定款の記載事項と登記事項の関係が少し分かりにくいです。

定款とは会社運営の基本事項、基本ルールです。会社にはある程度自治権があり、法令に違反しない範囲で、自ら運営ルールを作成することが出来ます。それが定款です。どのような事業を行うか、株式をどのくらい発行するか、取締役会を設置するか、などです。会社設立時に発起人が集まり、どのように会社を運営しようかと話し合います。そして定款を作成するわけです。ただ、行政としては勝手に法令違反の定款を作成し、勝手に法令違反の会社運営をされては困るという考えがあります。そこで、会社設立段階の定款が法令違反をしていないかどうか、公証役場という役所がチェックをする仕組みになっています。

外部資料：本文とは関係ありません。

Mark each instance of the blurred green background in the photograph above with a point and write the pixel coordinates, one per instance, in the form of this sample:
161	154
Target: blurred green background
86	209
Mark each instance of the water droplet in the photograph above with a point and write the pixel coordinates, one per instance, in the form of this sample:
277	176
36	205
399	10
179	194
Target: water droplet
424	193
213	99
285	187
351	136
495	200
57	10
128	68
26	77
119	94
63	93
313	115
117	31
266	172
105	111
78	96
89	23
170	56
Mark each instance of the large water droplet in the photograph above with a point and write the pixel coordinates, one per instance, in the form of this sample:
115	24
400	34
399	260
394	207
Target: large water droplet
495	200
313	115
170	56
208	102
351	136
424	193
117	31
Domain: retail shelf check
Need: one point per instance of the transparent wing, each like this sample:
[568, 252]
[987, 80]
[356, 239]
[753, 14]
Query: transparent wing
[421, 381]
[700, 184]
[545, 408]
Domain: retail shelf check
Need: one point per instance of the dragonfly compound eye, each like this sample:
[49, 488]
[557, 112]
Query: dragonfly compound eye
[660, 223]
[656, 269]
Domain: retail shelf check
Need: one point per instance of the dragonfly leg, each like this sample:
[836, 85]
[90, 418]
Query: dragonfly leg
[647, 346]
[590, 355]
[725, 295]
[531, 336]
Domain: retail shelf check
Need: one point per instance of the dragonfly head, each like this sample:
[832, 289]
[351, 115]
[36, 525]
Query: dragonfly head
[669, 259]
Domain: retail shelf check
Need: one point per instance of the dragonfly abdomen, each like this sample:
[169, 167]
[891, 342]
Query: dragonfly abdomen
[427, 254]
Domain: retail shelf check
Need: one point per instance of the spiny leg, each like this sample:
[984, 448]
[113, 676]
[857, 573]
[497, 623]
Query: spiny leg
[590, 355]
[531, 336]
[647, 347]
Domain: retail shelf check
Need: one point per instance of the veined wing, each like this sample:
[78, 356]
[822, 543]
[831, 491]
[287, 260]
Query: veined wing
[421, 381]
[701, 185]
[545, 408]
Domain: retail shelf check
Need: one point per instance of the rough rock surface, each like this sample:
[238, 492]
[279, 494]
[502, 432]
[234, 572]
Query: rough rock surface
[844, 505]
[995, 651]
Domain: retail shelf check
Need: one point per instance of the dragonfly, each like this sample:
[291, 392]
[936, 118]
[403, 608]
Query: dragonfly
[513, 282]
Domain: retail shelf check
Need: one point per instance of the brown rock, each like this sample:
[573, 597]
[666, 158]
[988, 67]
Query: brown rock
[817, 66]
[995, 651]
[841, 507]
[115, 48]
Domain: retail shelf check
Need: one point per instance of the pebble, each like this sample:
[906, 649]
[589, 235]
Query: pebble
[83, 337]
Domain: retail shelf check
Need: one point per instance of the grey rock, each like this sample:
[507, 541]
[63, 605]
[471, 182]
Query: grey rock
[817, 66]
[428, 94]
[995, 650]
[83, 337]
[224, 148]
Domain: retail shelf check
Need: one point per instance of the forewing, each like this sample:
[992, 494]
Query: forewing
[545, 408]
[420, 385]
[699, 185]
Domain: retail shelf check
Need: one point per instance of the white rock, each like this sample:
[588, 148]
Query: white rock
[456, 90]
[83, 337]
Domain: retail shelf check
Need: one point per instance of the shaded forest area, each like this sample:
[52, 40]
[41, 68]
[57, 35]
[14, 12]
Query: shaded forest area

ところで、定款に書かれていることの一部が登記事項になります。定款は30数条6~7ページになりますが、登記事項はそれ程多くはありません。会社設立申請時に法務局に「登記すべき事項」という書類を提出します。それが文字通り実際の登記事項になります。最近手がけた会社設立の書類では、具体的に以下のようになっています。
商号、本店、広告をする方法、目的、発行可能株式総数、発行済み株式の総数、
資本金の額、株式の譲渡制限に関する規定、役員に関する事項、監査役設定会社に関する事項
会社設立をするとすぐに「現在事項全部証明書」をとりますが、そこにはまさしく上記の項目が並んでいます。唯一追加されているのは、会社設立の年月日だけです。

会社設立後、会社が成長するにつれ、資本金の額が増えたり、取締役会を設けたりと会社の基本事項、基本ルールが変化します。それに伴い定款変更及び変更登記を行うことになります。定款に対する変更は基本的に株式総会の特別決議で決定し、変更します。その変更にはもはや公証役場は関与せず、会社内で責任をもって変更、管理していくことになります。定款に記載されている事項の方が登記事項より多いので、定款変更をしても変更登記をする場合としない場合があります。逆に、役員の改選のように定款変更は必要ないが変更登記が必要な事項があります。法令を順守し、決まった手続きに沿って、適切に定款を変更し、登記を変更することは会社運営の基本になります。

(2011年4月19日)

一人株式会社の設立

ご存知のように平成18年5月1日施行の会社法によって株式会社の設立が簡単になりました。一人で株式会社を設立し、代表取締役社長になることが出来ます。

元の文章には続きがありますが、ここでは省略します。